E66; Adriana Prince weduwe Johannes Snelle te Geertruidenberg sluit 24 februari/15 maart 1829 een contract voor de plaatsing van Franciscus Snelle, maar het gaat niet door want Snelle is 'niet aangekomen. Indien hij langer weg blijft, dan daarover aan den Burgemeester van Geertruidenberg schrijven'. Op 10 december 1829, invnr 101 scan 569, laat die burgemeester weten dat Franciscus Snelle Geertruidenberg heimelijk heeft verlaten en zich heeft geëngageerd voor de dienst in de overzeese koloniën en al naar Java is afgereisd.

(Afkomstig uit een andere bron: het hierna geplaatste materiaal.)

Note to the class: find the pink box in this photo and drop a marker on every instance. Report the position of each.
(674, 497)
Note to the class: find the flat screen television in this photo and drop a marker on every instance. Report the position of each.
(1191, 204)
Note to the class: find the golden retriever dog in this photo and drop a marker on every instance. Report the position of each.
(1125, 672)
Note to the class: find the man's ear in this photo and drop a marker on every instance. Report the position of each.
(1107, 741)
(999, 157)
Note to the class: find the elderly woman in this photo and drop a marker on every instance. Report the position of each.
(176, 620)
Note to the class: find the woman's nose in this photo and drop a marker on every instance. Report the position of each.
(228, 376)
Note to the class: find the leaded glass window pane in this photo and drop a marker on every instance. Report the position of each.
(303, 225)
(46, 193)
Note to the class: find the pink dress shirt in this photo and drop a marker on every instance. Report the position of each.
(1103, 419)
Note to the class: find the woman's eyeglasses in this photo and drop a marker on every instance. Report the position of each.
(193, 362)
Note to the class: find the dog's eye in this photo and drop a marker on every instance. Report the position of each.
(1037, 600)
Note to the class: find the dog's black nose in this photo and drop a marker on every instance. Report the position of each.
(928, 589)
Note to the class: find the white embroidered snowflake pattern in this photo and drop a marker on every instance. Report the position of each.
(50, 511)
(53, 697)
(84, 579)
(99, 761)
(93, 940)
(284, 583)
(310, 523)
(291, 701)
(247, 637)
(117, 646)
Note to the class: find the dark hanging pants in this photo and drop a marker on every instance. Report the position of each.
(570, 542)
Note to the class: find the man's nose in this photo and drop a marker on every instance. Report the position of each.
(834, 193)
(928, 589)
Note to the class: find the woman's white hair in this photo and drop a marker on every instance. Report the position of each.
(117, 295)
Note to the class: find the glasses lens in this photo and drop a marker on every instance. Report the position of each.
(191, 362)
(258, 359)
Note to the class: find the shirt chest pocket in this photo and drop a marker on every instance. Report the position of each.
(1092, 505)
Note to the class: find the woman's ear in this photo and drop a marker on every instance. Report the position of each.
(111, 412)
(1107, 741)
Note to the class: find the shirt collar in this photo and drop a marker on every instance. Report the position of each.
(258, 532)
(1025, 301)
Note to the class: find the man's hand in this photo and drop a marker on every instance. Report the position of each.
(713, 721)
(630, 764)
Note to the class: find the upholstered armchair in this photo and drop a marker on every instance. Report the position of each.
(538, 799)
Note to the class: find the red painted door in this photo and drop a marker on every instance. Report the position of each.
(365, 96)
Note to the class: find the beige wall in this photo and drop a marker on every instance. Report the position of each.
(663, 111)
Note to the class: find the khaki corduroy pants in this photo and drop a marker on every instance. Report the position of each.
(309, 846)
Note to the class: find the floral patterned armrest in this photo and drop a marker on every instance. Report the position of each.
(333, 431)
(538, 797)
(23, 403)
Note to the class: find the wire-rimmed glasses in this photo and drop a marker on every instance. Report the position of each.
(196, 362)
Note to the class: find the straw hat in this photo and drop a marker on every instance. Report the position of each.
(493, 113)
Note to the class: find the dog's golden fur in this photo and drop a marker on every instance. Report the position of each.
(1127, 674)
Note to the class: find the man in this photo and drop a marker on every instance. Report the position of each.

E67: Grietje Schraa weduwe van Varick te Amsterdam sluit 17/21 maart 1829 een contract voor de plaatsing van Johanna van Varick, 16 jaar, die 26 maart 1829 aankomt. De bedoelingen van de weduwe met de plaatsing zijn 'goede surveilliance, opwekken tot arbeidzaamheid en een wakend oog op het zedelijk gedrag van haar dochter'. Na een jaar, op 31 maart 1830, keert Johanna terug naar haar moeder. Zie meer uitgebreid deze pagina.

E68: Pieter Jacob Muller te Landsmeer sluit 26/30 maart 1829 een contract voor de plaatsing van Jannetje Voogt (of Voogd), 28 jaar, geboren te Broek in Waterland, die 8 april 1829 aankomt, het nummer B983 krijgt en wordt ondergebracht bij kolonist Wijshoven op hoeve 44 van Frederiksoord, tot zij op 14 november 1829 deserteert. NB: Pieter Jacob Muller is burgemeester van Landsmeer.

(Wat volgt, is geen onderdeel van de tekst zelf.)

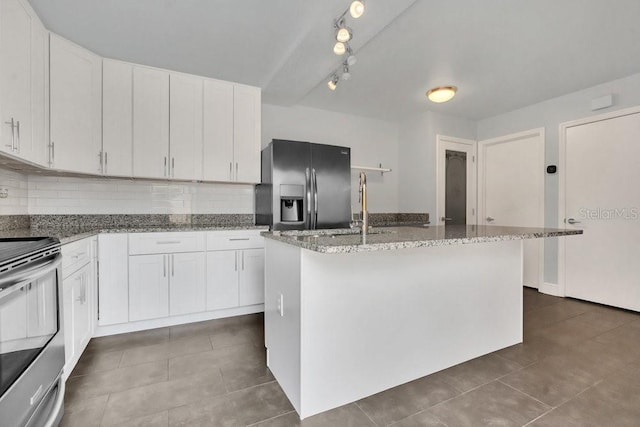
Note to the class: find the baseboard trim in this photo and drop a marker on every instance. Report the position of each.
(551, 289)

E69: J.J. Arends te Arnhem sluit 30/31 maart 1829 een contract voor de plaatsing van Hendrik Arends, 47 jaar, geboren te Maastricht, die 2 mei 1829 aankomt, het nummer B984 krijgt en wordt ondergebracht bij diverse gezinnen in Frederiksoord en Wilhelminaoord, waaronder bij Josine Gramser weduwe Cornelis Frankot, met wie hij 18 augustus 1831 in het huwelijk treedt, waarna hij de rest van zijn leven kolonist is.

E70: Johannes van der Heij te Amsterdam sluit 28 september 1829 een contract voor de plaatsing van Johannes van der Heij Gijsbertszn, 23 jaar, die 14 oktober 1829 aankomt, het nummer B985 krijgt en bij diverse gezinnen te Frederiksoord wordt ondergebracht, tot hij op een gegeven moment op onverklaarbare wijze uit de boeken verdwijnt. NB: Johannes van der Heij is de drukker van de maandbladen van de Maatschappij.

E71: Johannes Dingemans te 's Gravenhage sluit 14 oktober 1829 een contract voor de plaatsing van Jacob de Vogel, 28 jaar, die 2 november 1829 aankomt, het nummer B986 krijgt en wordt ingedeeld bij diverse gezinnen te Frederiksoord, tot hij terechtkomt in het gezin van Hubrecht de Ruiter waar nog een ongehuwde dochter woont met het voorspelbare gevolg, zie daarover deze pagina onder het kopje 'Ingedeelde'.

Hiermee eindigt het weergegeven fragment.